You’ve built AI for recruitment yourself: what approach did you take?
———— We programmed small AI systems that simulated scientific experiments. We know from psychology that a core characteristic for quality on the job is, for example, resilience—that is, whether or not you are discouraged by failure. Our AI then searched for such indicators for resilience or queried for them in the form of a psychological questionnaire on a website. We know a lot about the world. If we enrich machine learning with it, we can achieve a lot.
AI seems to be holding a mirror up to us as people, in which we can see our own prejudices. Couldn’t AI be used in a very targeted way to make such unconscious biases visible to us?
———— Absolutely. In the end, the systems that we build are really only a reflection of ourselves. After training a language AI only with American literature, it connected positive concepts to men and all things negative to women and people of color. The media turned this into “AI is racist.” But AI isn’t racist, we are. AI is just a reflection of us.
Do neutral algorithms even exist?
———— I don’t believe they do. But there are significant differences. For instance, it’s important how complex the equations are. In modern vehicle engines, machine learning can help use energy more efficiently. In those sorts of simple, closed systems, biases play hardly any role.
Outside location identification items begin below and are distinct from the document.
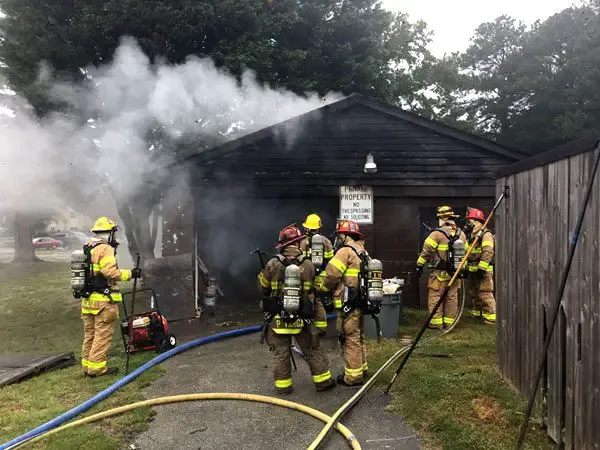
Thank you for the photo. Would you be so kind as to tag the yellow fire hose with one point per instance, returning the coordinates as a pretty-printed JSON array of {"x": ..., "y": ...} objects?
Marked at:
[
  {"x": 350, "y": 438},
  {"x": 408, "y": 349}
]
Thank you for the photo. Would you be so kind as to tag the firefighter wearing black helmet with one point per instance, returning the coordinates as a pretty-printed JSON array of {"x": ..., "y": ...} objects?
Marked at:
[{"x": 436, "y": 250}]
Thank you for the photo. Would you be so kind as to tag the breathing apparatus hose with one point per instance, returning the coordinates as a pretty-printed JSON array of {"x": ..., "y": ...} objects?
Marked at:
[
  {"x": 559, "y": 295},
  {"x": 408, "y": 349},
  {"x": 350, "y": 438}
]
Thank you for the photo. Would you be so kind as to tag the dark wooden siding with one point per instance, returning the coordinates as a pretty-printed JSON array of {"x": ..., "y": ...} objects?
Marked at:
[
  {"x": 331, "y": 150},
  {"x": 267, "y": 183},
  {"x": 534, "y": 227}
]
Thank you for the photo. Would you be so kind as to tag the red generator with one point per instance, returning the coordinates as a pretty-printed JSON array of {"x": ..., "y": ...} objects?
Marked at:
[{"x": 146, "y": 330}]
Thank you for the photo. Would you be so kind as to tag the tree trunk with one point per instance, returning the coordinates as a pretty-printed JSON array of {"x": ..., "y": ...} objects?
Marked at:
[
  {"x": 23, "y": 231},
  {"x": 154, "y": 236}
]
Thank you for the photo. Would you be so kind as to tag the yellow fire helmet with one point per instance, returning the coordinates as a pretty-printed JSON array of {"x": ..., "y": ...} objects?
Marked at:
[
  {"x": 104, "y": 224},
  {"x": 313, "y": 222},
  {"x": 445, "y": 212}
]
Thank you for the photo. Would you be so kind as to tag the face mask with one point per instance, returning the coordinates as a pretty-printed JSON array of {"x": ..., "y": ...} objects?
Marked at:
[
  {"x": 339, "y": 242},
  {"x": 112, "y": 240}
]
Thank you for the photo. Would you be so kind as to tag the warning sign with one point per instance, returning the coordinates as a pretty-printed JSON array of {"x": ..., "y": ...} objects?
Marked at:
[{"x": 356, "y": 203}]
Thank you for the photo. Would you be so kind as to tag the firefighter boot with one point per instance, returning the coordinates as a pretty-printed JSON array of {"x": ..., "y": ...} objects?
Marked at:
[
  {"x": 325, "y": 385},
  {"x": 341, "y": 381},
  {"x": 284, "y": 391}
]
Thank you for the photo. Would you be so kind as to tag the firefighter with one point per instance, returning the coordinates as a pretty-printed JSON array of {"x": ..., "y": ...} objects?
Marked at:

But when a cognitive system has to make decisions with many uncertain variables, it gets difficult: How fast do I drive heading into a curve? What move do I make next in this game of chess? Who do I consider criminal—and how do I prevent discrimination in hiring? There are so many possibilities that prejudices always play a role. There aren’t any unprejudiced people, which means there will never be an unbiased AI.
Should AI be banned from particularly sensitive areas?
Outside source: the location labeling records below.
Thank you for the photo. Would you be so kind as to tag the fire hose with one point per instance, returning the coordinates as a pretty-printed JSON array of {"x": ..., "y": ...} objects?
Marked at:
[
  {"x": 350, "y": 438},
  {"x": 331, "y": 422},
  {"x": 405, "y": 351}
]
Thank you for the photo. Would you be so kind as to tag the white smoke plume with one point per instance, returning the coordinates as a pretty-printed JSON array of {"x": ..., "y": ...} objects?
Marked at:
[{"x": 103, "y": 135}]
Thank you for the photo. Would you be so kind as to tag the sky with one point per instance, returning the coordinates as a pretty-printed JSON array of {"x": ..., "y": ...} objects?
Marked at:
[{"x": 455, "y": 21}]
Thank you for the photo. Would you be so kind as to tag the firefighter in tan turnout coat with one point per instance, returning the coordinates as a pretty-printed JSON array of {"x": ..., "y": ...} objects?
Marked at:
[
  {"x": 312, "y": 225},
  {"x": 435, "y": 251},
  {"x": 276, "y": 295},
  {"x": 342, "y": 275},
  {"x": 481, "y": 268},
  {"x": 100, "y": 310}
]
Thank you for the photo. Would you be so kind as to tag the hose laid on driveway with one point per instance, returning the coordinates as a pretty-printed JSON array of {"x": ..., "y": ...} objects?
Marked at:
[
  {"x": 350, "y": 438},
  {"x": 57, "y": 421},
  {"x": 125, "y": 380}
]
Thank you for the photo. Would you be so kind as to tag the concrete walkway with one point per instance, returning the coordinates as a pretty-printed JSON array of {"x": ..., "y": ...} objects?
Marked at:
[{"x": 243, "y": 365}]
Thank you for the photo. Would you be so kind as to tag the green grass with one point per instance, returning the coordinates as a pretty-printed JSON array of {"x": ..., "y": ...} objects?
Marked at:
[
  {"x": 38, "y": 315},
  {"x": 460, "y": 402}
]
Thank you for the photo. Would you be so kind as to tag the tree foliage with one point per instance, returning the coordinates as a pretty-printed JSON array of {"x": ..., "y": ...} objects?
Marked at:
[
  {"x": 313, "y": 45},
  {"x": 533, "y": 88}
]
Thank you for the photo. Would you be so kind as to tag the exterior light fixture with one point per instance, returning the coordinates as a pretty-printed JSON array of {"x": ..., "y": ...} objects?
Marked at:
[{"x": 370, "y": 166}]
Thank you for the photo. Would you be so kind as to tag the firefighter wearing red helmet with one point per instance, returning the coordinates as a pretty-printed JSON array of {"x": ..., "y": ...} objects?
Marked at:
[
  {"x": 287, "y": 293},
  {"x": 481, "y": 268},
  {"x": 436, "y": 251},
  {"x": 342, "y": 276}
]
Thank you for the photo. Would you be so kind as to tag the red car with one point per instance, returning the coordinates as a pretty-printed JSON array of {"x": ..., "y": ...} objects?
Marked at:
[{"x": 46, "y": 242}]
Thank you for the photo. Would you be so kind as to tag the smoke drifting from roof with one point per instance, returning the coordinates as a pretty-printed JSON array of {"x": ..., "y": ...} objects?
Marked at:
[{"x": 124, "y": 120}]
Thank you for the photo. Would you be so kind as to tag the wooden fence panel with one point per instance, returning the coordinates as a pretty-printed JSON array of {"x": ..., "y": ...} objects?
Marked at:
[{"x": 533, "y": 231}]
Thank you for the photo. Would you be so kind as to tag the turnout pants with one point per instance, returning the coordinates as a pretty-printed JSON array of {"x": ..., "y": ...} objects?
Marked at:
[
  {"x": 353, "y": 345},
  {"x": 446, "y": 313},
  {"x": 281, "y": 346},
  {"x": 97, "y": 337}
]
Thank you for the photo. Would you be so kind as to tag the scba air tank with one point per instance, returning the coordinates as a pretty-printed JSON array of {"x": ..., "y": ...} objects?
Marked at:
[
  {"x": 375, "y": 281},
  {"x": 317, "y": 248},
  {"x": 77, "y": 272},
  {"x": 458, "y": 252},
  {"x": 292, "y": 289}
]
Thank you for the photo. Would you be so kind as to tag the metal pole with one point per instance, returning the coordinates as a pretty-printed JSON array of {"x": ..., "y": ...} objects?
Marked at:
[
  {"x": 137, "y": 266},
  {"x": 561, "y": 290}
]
———— It’s something worth thinking about, at the very least. San Francisco has used the flaws of facial recognition technology as a reason to ban the technology in public institutions. On the other hand, I’ve also used that sort of AI to help autistic children understand facial expressions. Or to reunite refugee children with their families. Bans will always also affect AI that helps people or even saves lives. Despite this, I find facial recognition technology highly problematic, for instance in police work.
The use of AI seems to require a continual balancing of pros and cons.
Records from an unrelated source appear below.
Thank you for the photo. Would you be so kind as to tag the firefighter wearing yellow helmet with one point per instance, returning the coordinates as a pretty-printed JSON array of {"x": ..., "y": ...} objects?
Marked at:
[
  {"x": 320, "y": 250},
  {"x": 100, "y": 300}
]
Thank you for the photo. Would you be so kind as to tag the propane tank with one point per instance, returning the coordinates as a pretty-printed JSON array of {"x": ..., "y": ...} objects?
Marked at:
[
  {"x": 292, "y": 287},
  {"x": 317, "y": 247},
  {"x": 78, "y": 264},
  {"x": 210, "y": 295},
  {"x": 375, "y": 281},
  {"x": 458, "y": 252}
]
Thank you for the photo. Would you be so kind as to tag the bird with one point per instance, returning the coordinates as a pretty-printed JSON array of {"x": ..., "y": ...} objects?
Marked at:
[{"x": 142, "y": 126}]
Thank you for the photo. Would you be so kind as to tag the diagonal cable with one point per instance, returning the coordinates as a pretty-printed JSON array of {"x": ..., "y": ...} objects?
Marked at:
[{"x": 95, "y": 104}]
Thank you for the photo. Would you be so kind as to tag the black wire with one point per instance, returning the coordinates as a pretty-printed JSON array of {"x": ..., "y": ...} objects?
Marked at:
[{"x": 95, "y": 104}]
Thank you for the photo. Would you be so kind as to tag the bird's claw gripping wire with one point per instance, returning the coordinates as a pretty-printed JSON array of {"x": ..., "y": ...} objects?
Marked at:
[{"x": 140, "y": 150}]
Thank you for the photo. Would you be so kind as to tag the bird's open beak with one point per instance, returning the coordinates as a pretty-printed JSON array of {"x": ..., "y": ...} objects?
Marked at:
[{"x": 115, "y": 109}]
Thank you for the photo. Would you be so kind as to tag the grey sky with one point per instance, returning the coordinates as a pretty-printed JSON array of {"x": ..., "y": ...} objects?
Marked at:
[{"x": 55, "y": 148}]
———— This is important, since AI is working its way deeper and deeper into our lives. AI doesn’t just influence who gets which jobs. It decides about loans, the type of news we see, social connections, who the police check and many other facets of our lives. We ask ourselves if AI discriminates, and it does. But the problem runs much deeper.
Where, for example?
———— AI is undermining people’s civil rights. Not because it invariably discriminates, but because it shifts a tremendous amount of power to a very small group of people that AI ultimately serves.
There are guidelines for using AI. What do you suggest to prevent the large data collectors from becoming too powerful?
———— AI must be established as a civil right in order to restore the balance of power between citizens and tech companies. Each individual must have access to AI that is focused on that person’s well-being, like a person’s doctor or lawyer. This also requires having access to the AI infrastructures and algorithms. After all, how else will we know whether there isn’t some hidden system responsible for our not being promoted at work? In the United States, the model of the “public option” for AI has emerged, a sort of voluntary alliance between the state and the citizens. There are some ideas about how this would work, for instance public funding for machine learning or a type of escrow function for private data. None of this means that I think badly of Jeff Bezos, Jack Ma or Larry Page. But because the interests of some billionaires ­aren’t likely to be congruent with those of the users, we should have the right to an AI that is committed to our well-being.